Re: newstore direction

Mark Nelson <mnelson@xxxxxxxxxx> · Wed, 21 Oct 2015 14:37:18 -0500

On 10/21/2015 10:51 AM, Ric Wheeler wrote:
On 10/21/2015 10:14 AM, Mark Nelson wrote:

On 10/21/2015 06:24 AM, Ric Wheeler wrote:

On 10/21/2015 06:06 AM, Allen Samuels wrote:
I agree that moving newStore to raw block is going to be a significant
development effort. But the current scheme of using a KV store
combined with a normal file system is always going to be problematic
(FileStore or NewStore). This is caused by the transactional
requirements of the ObjectStore interface, essentially you need to
make transactionally consistent updates to two indexes, one of which
doesn't understand transactions (File Systems) and can never be
tightly-connected to the other one.

You'll always be able to make this "loosely coupled" approach work,
but it will never be optimal. The real question is whether the
performance difference of a suboptimal implementation is something
that you can live with compared to the longer gestation period of the
more optimal implementation. Clearly, Sage believes that the
performance difference is significant or he wouldn't have kicked off
this discussion in the first place.

I think that we need to work with the existing stack - measure and do
some collaborative analysis - before we throw out decades of work.  Very
hard to understand why the local file system is a barrier for
performance in this case when it is not an issue in existing enterprise
applications.

We need some deep analysis with some local file system experts thrown in
to validate the concerns.

I think Sage has been working pretty closely with the XFS guys to
uncover these kinds of issues.  I know if I encounter something fairly
FS specific I try to drag Eric or Dave in.  I think the core of the
problem is that we often find ourselves exercising filesystems in
pretty unusual ways.  While it's probably good that we add this kind
of coverage and help work out somewhat esoteric bugs, I think it does
make our job of making Ceph perform well harder.  One example:  I had
been telling folks for several years to favor dentry and inode cache
due to the way our PG directory splitting works (backed by test
results), but then Sage discovered:

http://www.spinics.net/lists/ceph-devel/msg25644.html

This is just one example of how very nuanced our performance story is.
I can keep many users at least semi-engaged when talking about objects
being laid out in a nested directory structure, how dentry/inode cache
affects that in a general sense, etc.  But combine the kind of
subtlety in the link above with the vastness of things in the data
path that can hurt performance, and people generally just can't wrap
their heads around all of it (With the exception of some of the very
smart folks on this mailing list!)

One of my biggest concerns going forward is reducing the user-facing
complexity of our performance story.  The question I ask myself is:
Does keeping Ceph on a FS help us or hurt us in that regard?
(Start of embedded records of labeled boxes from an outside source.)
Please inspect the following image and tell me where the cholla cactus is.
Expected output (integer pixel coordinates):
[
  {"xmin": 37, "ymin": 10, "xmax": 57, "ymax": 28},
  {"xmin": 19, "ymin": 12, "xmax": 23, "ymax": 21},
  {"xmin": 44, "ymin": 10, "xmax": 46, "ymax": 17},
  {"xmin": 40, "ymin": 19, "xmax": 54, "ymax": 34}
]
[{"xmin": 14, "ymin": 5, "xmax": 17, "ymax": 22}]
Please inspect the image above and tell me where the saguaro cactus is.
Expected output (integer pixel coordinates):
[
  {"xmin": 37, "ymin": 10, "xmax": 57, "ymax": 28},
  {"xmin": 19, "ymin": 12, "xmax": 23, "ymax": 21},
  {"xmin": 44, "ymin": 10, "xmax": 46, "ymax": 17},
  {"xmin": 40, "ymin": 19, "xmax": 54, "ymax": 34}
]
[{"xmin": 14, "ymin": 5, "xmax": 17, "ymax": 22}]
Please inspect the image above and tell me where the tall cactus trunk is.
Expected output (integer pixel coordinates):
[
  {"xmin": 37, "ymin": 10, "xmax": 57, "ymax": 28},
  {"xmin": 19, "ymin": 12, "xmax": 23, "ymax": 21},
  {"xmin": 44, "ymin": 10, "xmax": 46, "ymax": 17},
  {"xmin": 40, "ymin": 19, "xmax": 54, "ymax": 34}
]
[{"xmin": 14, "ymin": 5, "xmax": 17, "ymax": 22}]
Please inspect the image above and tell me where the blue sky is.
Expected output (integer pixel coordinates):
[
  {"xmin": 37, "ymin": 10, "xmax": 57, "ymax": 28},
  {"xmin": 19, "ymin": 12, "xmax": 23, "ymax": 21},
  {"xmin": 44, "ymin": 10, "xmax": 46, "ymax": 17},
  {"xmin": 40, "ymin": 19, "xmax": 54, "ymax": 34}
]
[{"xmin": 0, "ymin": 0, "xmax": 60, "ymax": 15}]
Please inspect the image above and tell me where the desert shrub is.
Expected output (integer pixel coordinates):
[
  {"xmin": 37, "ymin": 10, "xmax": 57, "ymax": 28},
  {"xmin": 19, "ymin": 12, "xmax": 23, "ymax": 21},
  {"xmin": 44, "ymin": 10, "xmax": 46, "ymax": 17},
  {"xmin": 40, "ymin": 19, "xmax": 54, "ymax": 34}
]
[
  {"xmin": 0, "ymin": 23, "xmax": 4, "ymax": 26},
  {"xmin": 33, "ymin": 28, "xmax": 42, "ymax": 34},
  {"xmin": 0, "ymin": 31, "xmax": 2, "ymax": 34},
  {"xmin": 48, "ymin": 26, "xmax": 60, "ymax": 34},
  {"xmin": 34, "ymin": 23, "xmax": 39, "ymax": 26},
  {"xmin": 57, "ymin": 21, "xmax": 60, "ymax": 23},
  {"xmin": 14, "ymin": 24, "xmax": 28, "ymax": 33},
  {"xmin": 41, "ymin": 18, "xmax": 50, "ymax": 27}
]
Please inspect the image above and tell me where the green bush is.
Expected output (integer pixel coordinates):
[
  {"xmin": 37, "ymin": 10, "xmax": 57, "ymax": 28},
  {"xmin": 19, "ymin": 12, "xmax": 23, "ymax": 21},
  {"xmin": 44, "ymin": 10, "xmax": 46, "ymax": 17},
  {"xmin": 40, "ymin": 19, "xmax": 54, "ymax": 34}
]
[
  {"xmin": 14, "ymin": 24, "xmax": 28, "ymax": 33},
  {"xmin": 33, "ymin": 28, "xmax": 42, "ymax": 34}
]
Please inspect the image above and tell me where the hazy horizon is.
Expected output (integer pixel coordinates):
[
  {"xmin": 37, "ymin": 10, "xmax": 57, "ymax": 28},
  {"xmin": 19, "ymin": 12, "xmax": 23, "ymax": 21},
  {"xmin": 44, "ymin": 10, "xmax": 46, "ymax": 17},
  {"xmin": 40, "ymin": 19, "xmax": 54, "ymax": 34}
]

The upshot of that is that the kind of micro-optimization is already
handled by the file system, so the application job should be easier.
Better to fsync() each file from an application that you care about
rather than to worry about using more obscure calls.

I hear you, and I don't want to discount the massive amount of work and 
experience that has gone into making XFS and the other filesystems as 
amazing as they are.  I think Sage's argument that the fit isn't right 
has merit though.  There's a lot of things that we end up working 
around.  Take last winter when we ended up pushing past the 254byte 
inline xattr boundary.  We absolutely want to keep xattrs inlined so the 
idea now is we break large ones down into smaller chunks to try to work 
around the limitation while continuing to employ a 2K inode size. (which 
from my conversations with Ben sounds like it's a little controversial 
in it's own right)  All of this by itself is fairly inconsequential, but 
you add enough of this kind of thing up and it's tough not to feel like 
we're trying to pound a square peg into a round hole.

While I think we can all agree that writing a full-up KV and raw-block
ObjectStore is a significant amount of work. I will offer the case
that the "loosely couple" scheme may not have as much time-to-market
advantage as it appears to have. One example: NewStore performance is
limited due to bugs in XFS that won't be fixed in the field for quite
some time (it'll take at least a couple of years before a patched
version of XFS will be widely deployed at customer environments).

Not clear what bugs you are thinking of or why you think fixing bugs
will take a long time to hit the field in XFS. Red Hat has most of the
XFS developers on staff and we actively backport fixes and ship them,
other distros do as well.

Never seen a "bug" take a couple of years to hit users.

Maybe a good way to start out would be to see how quickly we can get
the patch dchinner posted here:

http://oss.sgi.com/archives/xfs/2015-10/msg00545.html

rolled out into RHEL/CentOS/Ubuntu.  I have no idea how long these
things typically take, but this might be a good test case.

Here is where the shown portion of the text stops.